En 1910, Maurice Baudou rachète une ancienne minoterie du XVIIᵉ siècle, située au lieu-dit Reyraud. Alors que la bicyclette connaît un essor spectaculaire, il y installe la Manufacture générale de caoutchouc, spécialisée dans les pneumatiques et les accessoires pour cycles. L’usine bénéficie alors d’une centrale hydraulique alimentée par la Dronne.
🚲 L’entreprise se fait connaître grâce à son pneu increvable, baptisé « La Sirène ». Durant la Première Guerre mondiale, elle fournit également à l’armée française des équipements destinés aux roues avant des autochenilles.
En 1932, Baudou prend un tournant décisif. La manufacture abandonne progressivement le pneumatique pour se consacrer aux bottes moulées et vulcanisées, destinées notamment aux agriculteurs, aux ouvriers et aux travailleurs évoluant dans des environnements humides.
🍽️ En 1956, le site emploie environ 600 personnes et devient l’un des principaux employeurs industriels de la région. Une cantine est aménagée pour les salariés, tandis que des logements destinés aux ouvriers et aux contremaîtres sont construits dans le village.
À partir des années 1970, Baudou adapte sa production à l’apparition de nouvelles matières. Des extensions sont construites pour accueillir la fabrication, par injection de PVC puis de polyuréthane, d’articles plus légers destinés à l’agriculture, à l’industrie, à la chasse, à la pêche et aux loisirs.
🏭 Baudou est repris en 1997 par le groupe familial Humeau-Beaupréau, fabricant français de chaussures établi dans le Maine-et-Loire.

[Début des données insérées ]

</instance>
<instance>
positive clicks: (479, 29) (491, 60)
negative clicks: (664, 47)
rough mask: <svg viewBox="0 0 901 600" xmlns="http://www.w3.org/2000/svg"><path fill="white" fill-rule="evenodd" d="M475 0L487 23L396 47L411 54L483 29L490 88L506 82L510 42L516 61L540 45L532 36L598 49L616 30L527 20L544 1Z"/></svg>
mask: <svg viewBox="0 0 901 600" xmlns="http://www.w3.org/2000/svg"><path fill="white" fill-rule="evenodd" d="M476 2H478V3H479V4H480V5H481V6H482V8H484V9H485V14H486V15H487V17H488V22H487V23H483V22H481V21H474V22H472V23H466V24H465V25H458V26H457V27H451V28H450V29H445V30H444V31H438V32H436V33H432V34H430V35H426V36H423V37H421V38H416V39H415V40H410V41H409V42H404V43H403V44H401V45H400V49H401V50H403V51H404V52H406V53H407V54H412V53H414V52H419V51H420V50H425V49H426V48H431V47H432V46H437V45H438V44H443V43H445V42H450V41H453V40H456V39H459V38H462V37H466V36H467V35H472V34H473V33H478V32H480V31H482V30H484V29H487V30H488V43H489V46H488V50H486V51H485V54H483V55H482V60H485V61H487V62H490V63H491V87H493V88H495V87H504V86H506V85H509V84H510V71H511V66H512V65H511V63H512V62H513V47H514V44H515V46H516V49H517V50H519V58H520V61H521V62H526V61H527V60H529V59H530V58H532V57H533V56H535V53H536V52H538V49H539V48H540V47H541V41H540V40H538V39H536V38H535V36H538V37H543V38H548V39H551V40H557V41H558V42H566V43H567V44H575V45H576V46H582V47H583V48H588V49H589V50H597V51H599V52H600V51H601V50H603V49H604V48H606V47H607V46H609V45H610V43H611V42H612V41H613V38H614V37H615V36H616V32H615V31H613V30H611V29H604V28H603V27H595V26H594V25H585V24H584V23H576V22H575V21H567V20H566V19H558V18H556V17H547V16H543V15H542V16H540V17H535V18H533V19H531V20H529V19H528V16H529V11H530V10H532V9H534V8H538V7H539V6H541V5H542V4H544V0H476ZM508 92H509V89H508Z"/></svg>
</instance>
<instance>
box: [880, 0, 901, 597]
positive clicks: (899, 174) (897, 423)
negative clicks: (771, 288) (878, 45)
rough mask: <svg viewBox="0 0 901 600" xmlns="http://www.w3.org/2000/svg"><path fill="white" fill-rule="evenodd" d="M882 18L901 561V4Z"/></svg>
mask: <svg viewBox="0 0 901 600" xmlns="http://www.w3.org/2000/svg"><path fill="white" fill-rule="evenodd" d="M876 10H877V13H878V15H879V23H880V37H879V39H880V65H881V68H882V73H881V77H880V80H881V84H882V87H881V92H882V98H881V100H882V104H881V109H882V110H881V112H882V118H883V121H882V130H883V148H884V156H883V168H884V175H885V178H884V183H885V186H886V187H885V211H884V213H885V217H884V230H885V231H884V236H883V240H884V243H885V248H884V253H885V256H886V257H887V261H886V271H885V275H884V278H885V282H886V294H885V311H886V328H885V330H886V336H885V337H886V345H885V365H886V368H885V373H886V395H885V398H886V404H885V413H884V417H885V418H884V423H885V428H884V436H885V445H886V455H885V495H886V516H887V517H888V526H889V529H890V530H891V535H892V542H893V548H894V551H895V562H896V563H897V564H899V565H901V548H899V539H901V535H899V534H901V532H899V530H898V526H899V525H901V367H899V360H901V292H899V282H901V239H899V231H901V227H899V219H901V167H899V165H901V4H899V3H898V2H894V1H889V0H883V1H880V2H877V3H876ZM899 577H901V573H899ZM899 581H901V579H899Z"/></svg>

En 1999, l’entreprise quitte définitivement le moulin de Reyraud et transfère ses activités dans la zone industrielle de Patris Nord, toujours située aux Églisottes-et-Chalaures. La production se répartit entre l’usine girondine et le site historique de la famille Humeau, situé à Beaupréau-en-Mauges, dans le Maine-et-Loire.
Vendue en 2001, l’ancienne manufacture est progressivement délaissée et devient une friche industrielle. En 2026, l’Office français de la biodiversité et la Française des jeux engagent, dans le cadre de l’opération Mission Nature, un chantier de démolition et de renaturation de ce lieu emblématique du patrimoine industriel girondin.